The words barely carried, swallowed by the apartment’s quiet, but they helped him all the same. Rafael did not touch the collar. Its presence alone was loud enough, a calculated intrusion masquerading as confidence, as if being expensive absolved it of what it represented.

He straightened slowly, spine aligning with the same discipline he used at court, and stepped back from the table. The collar remained where it was, nestled in velvet like a challenge waiting to be accepted. He refused to give it the dignity of a reaction beyond that first incredulous breath.

"No," he said again, more calmly this time, as if explaining something obvious to an especially dense adversary. "That is not how this ends."

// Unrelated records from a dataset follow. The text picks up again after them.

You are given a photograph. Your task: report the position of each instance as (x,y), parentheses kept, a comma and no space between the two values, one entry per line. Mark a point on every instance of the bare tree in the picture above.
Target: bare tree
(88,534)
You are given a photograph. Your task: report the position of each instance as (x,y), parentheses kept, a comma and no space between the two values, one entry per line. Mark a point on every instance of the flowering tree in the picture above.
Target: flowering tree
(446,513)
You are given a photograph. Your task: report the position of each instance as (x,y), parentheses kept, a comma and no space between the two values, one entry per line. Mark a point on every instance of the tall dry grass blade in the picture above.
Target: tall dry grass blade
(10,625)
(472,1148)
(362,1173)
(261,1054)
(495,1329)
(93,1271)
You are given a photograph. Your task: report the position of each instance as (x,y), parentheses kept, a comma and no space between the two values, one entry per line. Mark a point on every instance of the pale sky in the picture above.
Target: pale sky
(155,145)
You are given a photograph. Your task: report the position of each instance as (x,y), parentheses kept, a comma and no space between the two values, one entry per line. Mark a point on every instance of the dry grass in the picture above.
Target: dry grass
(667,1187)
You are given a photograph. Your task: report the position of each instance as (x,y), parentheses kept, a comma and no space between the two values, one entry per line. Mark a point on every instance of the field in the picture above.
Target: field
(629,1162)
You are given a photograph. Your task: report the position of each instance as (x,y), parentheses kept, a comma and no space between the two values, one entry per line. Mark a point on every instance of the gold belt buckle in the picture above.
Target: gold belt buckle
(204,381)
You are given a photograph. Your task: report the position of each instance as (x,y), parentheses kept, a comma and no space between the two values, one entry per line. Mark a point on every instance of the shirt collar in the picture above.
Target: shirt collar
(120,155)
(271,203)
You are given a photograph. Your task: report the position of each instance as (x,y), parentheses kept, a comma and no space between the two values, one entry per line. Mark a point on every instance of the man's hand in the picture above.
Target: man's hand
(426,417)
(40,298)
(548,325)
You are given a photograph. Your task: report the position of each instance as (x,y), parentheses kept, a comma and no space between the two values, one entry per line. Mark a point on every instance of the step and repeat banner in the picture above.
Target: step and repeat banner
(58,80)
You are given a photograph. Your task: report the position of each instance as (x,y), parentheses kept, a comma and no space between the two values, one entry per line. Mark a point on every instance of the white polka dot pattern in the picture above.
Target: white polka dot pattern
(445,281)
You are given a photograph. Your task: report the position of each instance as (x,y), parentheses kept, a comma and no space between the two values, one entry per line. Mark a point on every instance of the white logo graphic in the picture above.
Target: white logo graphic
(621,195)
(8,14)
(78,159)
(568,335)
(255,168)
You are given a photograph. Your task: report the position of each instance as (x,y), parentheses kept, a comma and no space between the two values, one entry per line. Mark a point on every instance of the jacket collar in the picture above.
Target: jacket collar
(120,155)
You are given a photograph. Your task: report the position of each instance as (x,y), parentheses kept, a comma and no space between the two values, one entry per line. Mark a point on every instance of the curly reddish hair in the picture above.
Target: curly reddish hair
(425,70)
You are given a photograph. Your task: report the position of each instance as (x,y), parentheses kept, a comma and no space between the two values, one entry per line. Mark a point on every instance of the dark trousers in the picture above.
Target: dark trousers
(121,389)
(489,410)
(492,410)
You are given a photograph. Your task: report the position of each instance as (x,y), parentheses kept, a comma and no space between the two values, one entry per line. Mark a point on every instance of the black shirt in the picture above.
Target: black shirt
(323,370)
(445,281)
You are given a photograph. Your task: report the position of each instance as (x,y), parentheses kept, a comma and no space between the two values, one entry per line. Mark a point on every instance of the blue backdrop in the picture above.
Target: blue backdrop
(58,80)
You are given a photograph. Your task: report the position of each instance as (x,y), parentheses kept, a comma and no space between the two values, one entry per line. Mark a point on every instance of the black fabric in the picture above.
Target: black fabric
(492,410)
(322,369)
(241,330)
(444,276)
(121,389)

Sleep did not come after that.

Rafael lay in bed for hours, staring at the ceiling while the city outside shifted through its nocturnal rhythms. Every time his thoughts drifted toward exhaustion, they snapped back to focus with renewed irritation. The wards. The access. The implication was that his space, his home, was negotiable. That his adulthood was a milestone someone else could acknowledge, commemorate, or mark.

By morning, he had stopped trying.

He showered, dressed, and left the apartment without looking at the coffee table again. The box remained untouched. So did the wine. Some statements did not require repetition.

The palace was already awake when he arrived, though the private wing told a different story. Here, the air was quieter, heavier with discretion that came from too many eyes pretending not to see. Rafael caught fragments as he passed: lowered voices, careful phrasing.

Consort Gabriel was unwell. Consort was resting. His Grace was weakened.

Rafael almost smiled.

Gabriel’s study, however, did not look like the domain of a man on the verge of collapse.

Sunlight filtered through the tall windows, illuminating stacks of documents. Gabriel sat behind the desk, eight months pregnant and unmistakably so, one hand resting against the curve of his abdomen as he read through reports with infuriating calm. He looked up as Rafael entered, eyes sharp, posture composed, as if rumors were merely another administrative nuisance.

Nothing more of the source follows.